LSU reached two national championship games under head coach Les Miles. Eight years ago, LSU went into Tuscaloosa, Alabama, and defeated the Crimson Tide. The 2011 Tigers played for the national championship in the Superdome.
They did not reach another national title game under Miles, whom they fired three years ago. LSU needed to make a change entering the 2017 season. Ed Orgeron did not seem to be the man who would bring forth that change.
In order for Orgeron to change, he needed to be humbled… but beyond that, when being humbled, Orgeron needed to learn the lesson of his humiliation.

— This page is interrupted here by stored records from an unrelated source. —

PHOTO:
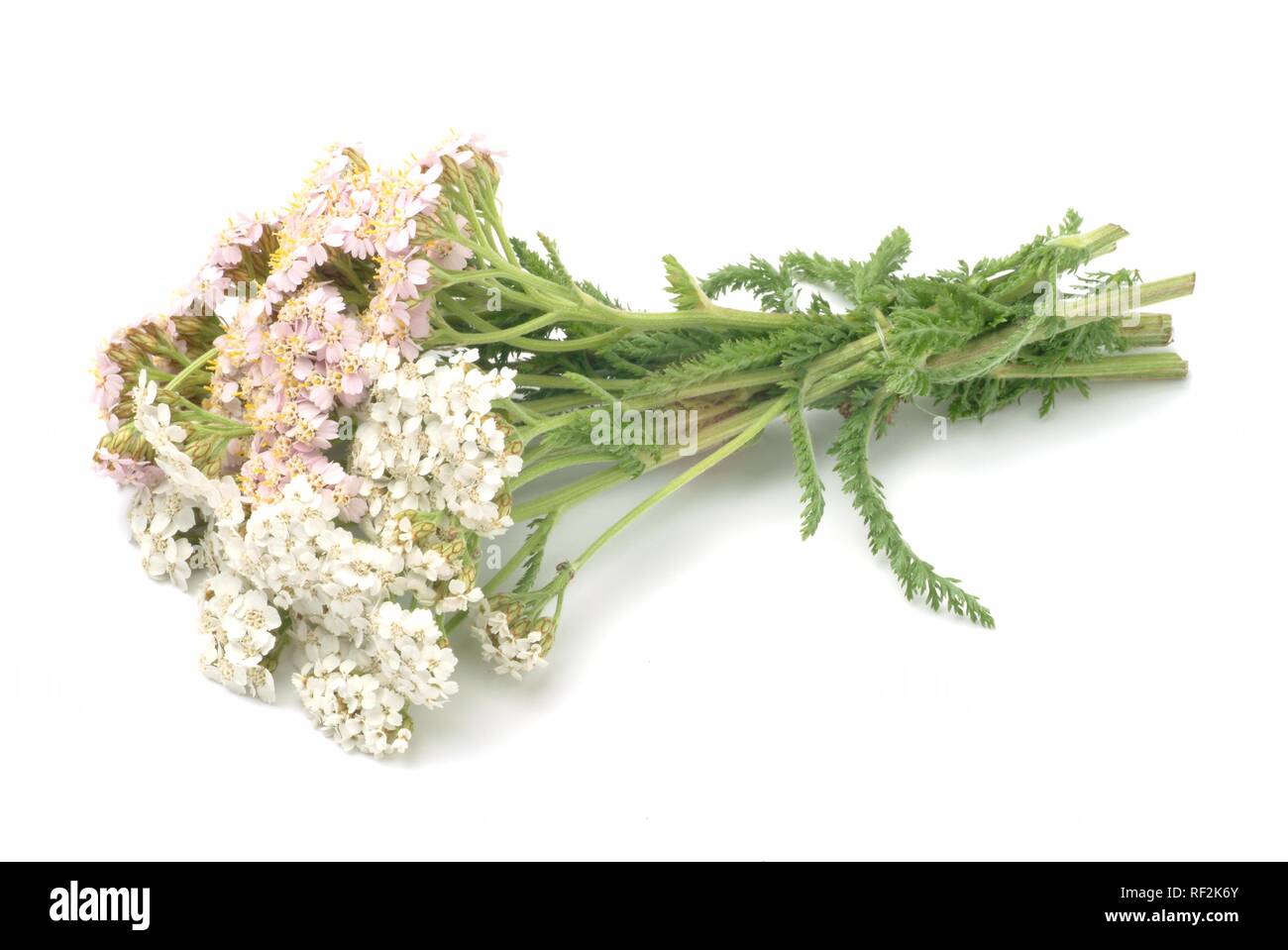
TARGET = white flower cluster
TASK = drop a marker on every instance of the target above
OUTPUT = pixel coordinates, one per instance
(429, 441)
(236, 632)
(364, 600)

Many people refuse to learn from moments of humiliation. They insist their way is the right way. They don’t acknowledge the talents of other people in the room. They don’t gain knowledge and perspective from outside voices. They aren’t willing to share credit. They aren’t willing to delegate authority.

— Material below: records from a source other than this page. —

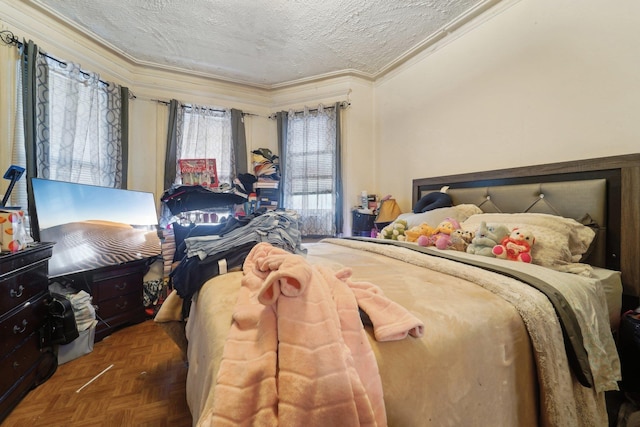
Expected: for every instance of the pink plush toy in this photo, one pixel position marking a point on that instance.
(442, 236)
(516, 246)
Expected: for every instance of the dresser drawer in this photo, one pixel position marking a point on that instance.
(117, 286)
(17, 289)
(22, 322)
(119, 305)
(12, 262)
(14, 365)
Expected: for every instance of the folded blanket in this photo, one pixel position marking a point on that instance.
(297, 353)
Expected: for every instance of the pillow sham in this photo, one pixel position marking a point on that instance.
(560, 242)
(436, 216)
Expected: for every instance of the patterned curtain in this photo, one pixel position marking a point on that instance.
(85, 127)
(310, 168)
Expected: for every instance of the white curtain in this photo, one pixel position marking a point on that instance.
(310, 186)
(205, 133)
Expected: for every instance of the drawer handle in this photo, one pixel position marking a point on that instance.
(18, 293)
(18, 330)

Those are bad leaders. Those are people who don’t inspire trust or win respect.
Ed Orgeron quickly faced a moment as the head coach at LSU when he needed to prove he was a great leader.

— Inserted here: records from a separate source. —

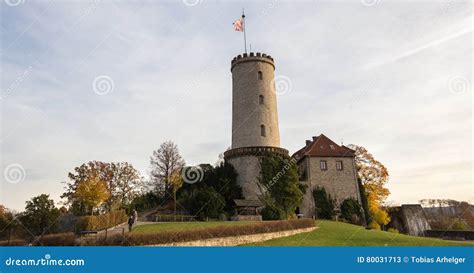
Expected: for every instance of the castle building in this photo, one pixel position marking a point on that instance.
(324, 163)
(255, 133)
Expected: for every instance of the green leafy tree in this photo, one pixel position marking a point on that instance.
(324, 204)
(164, 162)
(40, 215)
(207, 203)
(374, 176)
(351, 210)
(278, 182)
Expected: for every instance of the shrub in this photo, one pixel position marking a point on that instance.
(207, 203)
(167, 237)
(374, 225)
(393, 230)
(58, 239)
(279, 182)
(13, 242)
(99, 222)
(324, 204)
(351, 210)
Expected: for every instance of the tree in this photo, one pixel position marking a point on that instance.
(175, 181)
(351, 210)
(92, 170)
(7, 222)
(125, 185)
(122, 182)
(40, 215)
(207, 203)
(373, 175)
(164, 162)
(92, 193)
(324, 204)
(279, 185)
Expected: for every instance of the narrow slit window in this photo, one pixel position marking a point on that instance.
(339, 165)
(323, 165)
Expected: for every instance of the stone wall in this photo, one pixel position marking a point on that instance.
(340, 184)
(248, 170)
(409, 219)
(240, 240)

That moment came after LSU lost to the Troy Trojans, a small school from the small Sun Belt Conference.
In a way, the Troy loss was the best thing that happened to O, as the program bottomed out, there were no excuses to make, and he had to re-evaluate what sort of coach he wanted to be and what program he was trying to build.
No half measures.
— Poseur (@ATVSPoseur) November 10, 2019
The lesson of Ed Orgeron’s improbable rise to the top of college football after LSU’s 46-41 win over Alabama on Saturday — eight years after Les Miles toppled the Tide in another heavyweight matchup of elite SEC schools — is that Orgeron learned the lessons human events taught him. Orgeron was a willing student, instead of thinking he already knew everything he needed to know.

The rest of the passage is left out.